For the last couple of weeks Youth Voices producers have focused on understanding and using maps to explore and share stories of their community. Students were first introduced to personal maps and asked to identify 10 hotspots in their neighborhood. Hotspots are places, people and events that are meaningful to them for a variety of reasons. They represent a part of each student's personal experiences with their neighborhood, and will guide them through the process of drawing their personal maps. A second clear layer, placed directly above the map, provides an additional opportunity for annotation and detail for each hotspot.
In an earlier incarnation of Departures, entitled Webstories, Tara McPherson, in reference to students' personal maps, wrote that "memory overwrites physical reality." This is certainly the case for the current crop of student producers, who placed locations that are not in the same physical vicinity next to each other on the map, while other places (streets, businesses, etc.) were simply omitted. Distance is based on experiences, so Cypress Park may be adjacent to Burbank, or Atwater Village to Whittier. In many ways this follows the history of cartography, where maps have not always been simple representations of reality but a tool used to conceptualize and organize space. The personal maps, the hotspots, and the second annotated layer function as tools for the students to conceptualize and organize their space -- or their community.

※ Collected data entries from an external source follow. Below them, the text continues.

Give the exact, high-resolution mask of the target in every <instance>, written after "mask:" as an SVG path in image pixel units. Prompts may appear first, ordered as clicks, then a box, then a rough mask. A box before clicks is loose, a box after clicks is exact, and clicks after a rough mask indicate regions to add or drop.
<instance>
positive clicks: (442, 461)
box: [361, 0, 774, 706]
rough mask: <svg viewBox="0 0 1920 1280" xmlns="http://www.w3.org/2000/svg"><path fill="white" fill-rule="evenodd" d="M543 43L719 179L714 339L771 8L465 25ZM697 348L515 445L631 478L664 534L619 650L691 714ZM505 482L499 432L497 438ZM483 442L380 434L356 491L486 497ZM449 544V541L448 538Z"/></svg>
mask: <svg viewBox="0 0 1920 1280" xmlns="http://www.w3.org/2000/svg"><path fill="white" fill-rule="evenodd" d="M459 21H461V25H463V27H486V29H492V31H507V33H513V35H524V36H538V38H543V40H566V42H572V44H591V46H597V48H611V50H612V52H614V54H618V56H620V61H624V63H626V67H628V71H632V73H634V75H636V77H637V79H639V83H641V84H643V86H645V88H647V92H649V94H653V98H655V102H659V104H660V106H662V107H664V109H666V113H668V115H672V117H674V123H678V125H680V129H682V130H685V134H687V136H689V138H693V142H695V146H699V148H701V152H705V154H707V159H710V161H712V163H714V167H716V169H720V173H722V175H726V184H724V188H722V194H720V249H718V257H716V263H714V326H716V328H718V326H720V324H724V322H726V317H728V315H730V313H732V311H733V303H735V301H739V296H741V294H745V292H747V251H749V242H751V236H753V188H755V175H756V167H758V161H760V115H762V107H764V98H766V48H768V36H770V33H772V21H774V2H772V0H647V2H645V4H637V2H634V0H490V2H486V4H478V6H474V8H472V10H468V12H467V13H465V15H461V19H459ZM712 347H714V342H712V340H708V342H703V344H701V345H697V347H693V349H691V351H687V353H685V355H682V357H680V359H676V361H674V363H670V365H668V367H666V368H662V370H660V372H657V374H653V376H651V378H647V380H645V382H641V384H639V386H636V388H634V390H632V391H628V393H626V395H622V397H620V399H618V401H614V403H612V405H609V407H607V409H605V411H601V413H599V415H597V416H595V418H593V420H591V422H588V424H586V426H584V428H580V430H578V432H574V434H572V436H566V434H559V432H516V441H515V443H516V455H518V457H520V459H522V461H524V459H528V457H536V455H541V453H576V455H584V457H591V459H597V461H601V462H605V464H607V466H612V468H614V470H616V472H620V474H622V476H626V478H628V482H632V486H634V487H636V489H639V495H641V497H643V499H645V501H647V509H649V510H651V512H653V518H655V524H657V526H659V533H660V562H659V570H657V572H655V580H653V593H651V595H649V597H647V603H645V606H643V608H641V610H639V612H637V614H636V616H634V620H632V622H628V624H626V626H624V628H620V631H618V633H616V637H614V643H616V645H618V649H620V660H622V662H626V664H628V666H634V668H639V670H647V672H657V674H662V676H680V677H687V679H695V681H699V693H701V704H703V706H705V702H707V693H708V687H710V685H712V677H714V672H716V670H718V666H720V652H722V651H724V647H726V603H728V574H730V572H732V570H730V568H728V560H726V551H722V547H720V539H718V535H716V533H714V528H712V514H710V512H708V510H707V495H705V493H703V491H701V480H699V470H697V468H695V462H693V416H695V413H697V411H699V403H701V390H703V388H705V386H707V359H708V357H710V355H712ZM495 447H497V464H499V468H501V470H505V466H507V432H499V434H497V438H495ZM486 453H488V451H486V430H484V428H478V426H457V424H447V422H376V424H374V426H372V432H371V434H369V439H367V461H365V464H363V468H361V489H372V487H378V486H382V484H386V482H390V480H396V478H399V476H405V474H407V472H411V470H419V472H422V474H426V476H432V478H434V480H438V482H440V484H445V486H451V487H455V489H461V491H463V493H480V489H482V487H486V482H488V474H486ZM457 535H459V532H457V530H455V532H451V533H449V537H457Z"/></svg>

After completing their personal maps, the students elaborated their ideas with interactive Google maps. The three digital maps (one for each school) provide an expanded vision of Northeast Los Angeles based again on the students' experiences: where they hang out, where they play sports, where they feel safe or where they choose to avoid. This virtual landscape allows the viewer to see how the students collectively understand and utilize their community. They placed a selection of their hotspots on the map, and added descriptions and media that further explain their connection to the location.
This process of mapping -- selecting hotspots, drawing the map, placing the hotspots, and adding additional layers of descriptions and detail -- raises vital questions and issues about community, while identifying and nurturing links between the students.